Digital Security

CNIL-Inria 2025 Prize: Are consent banners effective in preventing data tracking ?

Date:

Changed on 10/07/2025

Every year, since 2016, the CNIL and Inria have been awarding a scientific prize aimed at promoting research in computer science and privacy protection, as well as raising awareness among citizens and decision-makers about the protection of privacy and personal data. This year, the first prize was awarded to Nataliia Bielova, Cristiana Santos and Colin M. Gray, for their article on identifying mismatches between regulatory guidelines and computer science studies on consent banners.
Remise des prix CNIL-Inria 2025
Nataliia Bielova, Cristiana Santos et Colin M. Gray lors de la remise du prix CNIL - Inria 2025

Identifying the links between research and regulations

 

On July 1st, 2024, the co-presidents of the CNIL-Inria Award Jury, Benjamin Nguyen and Vincent Toubiana, presented the Privacy Award to Nataliia Bielova, Inria Research Director, Cristiana Santos, assistant professor at Utrecht University School of Law (The Netherlands) and Colin M. Gray, associate professor at Indiana University Bloomington (USA), for their article Two worlds apart! Closing the gap between regulating EU consent and user studies”. 

The award-winning study, published at the Harvard Journal of Law & Technology, is the result of a long-standing transdisciplinary collaboration/nataliia- that started in 2020, aims to identify the bridges and gaps between computer science research and regulatory compliance in the field of privacy and data protection.

Discrepancies between user behaviors and regulatory guidelines

In the context of the EU General Data Protection Regulation (GDPR) and ePrivacy Directive, the study involved an in-depth analysis of, on the one hand, sixteen guidelines issued by regulators suggesting best practices for compliant design of banners requesting users' consent to be tracked on a website; and, on the other, eleven empirical studies of user behavior in front of said banners over the last ten years. “We have identified numerous discrepancies both among the regulators across the EU, and also between the guidelines describing best consent banners, as set out by the regulators, and the actual behavior of users observed in user studies when they interact with such banners”, says Nataliia Bielova, who insists: “It's as if there were two separate worlds: the regulatory guidelines on one side, and the user behavior on the other”.

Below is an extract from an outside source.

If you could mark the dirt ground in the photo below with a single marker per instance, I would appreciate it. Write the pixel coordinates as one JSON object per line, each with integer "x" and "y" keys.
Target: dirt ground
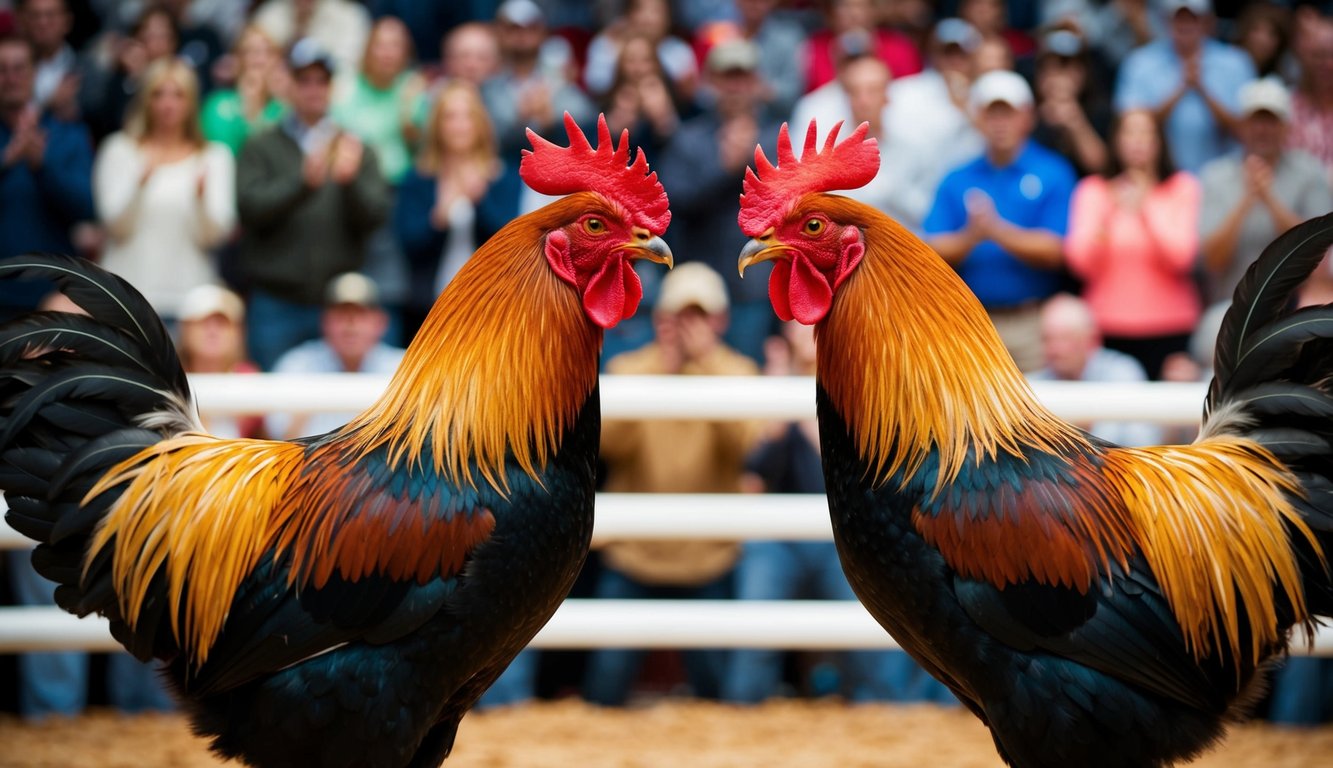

Manipulation tactics are common

The regulators acting in each European country don't necessarily agree on the design rules to be applied to make consent banners compliant with European law. What's more, it's very difficult to regulate user interface, since there are an infinite number of possibilities. The three researchers from different disciplines (law, Human-Computer Interaction (HCI), computer science) observed that between best practices that comply with the law and banners that are truly outlawed, there exists a vast grey zone. A zone in which consent practices do not guarantee that users have freely given their consent to be tracked on the website they are visiting.

Image

Nataliia Bielova

Verbatim

Manipulative tactics, known as ”dark patterns“, are commonly used in such a regulatory gray zone, and it’s been shown how they influence user decision-making and may violate the requirements of the GDPR.

Auteur

Nataliia Bielova

Poste

Inria Research Director

Engaging in transdisciplinary dialogue

To improve the situation, the conclusions of this study formulate concrete recommendations for regulators, and point the academic world to additional user research assessments that would be worthwhile to carry out. “Finally, we recommend that EU regulators, human-computer interaction specialists and design researchers to engage in a transdisciplinary dialogue to bridge the gap between EU guidelines and user studies", concludes Nataliia Bielova.

Accessit to the CNIL - Inria 2025 prize also awarded

The article « Log: It's big, it's heavy, it's filled with personal data! Measuring the logging of sensitive information in the Android ecosystem », co-authored by Allan Lyons, Julien Gamba, Austin Shawaga, Joel Reardon, Juan Tapiador, Serge Egelman and Narseo Vallina-Rodriguez, has also been awarded an accessit to the CNIL - Inria 2025 prize. The award recognises in-depth research into practices in the Android ecosystem, revealing that a large number of Android devices and pre-installed applications record sensitive data - such as user IDs and activity information - in system logs, exposing personal information without users' explicit consent.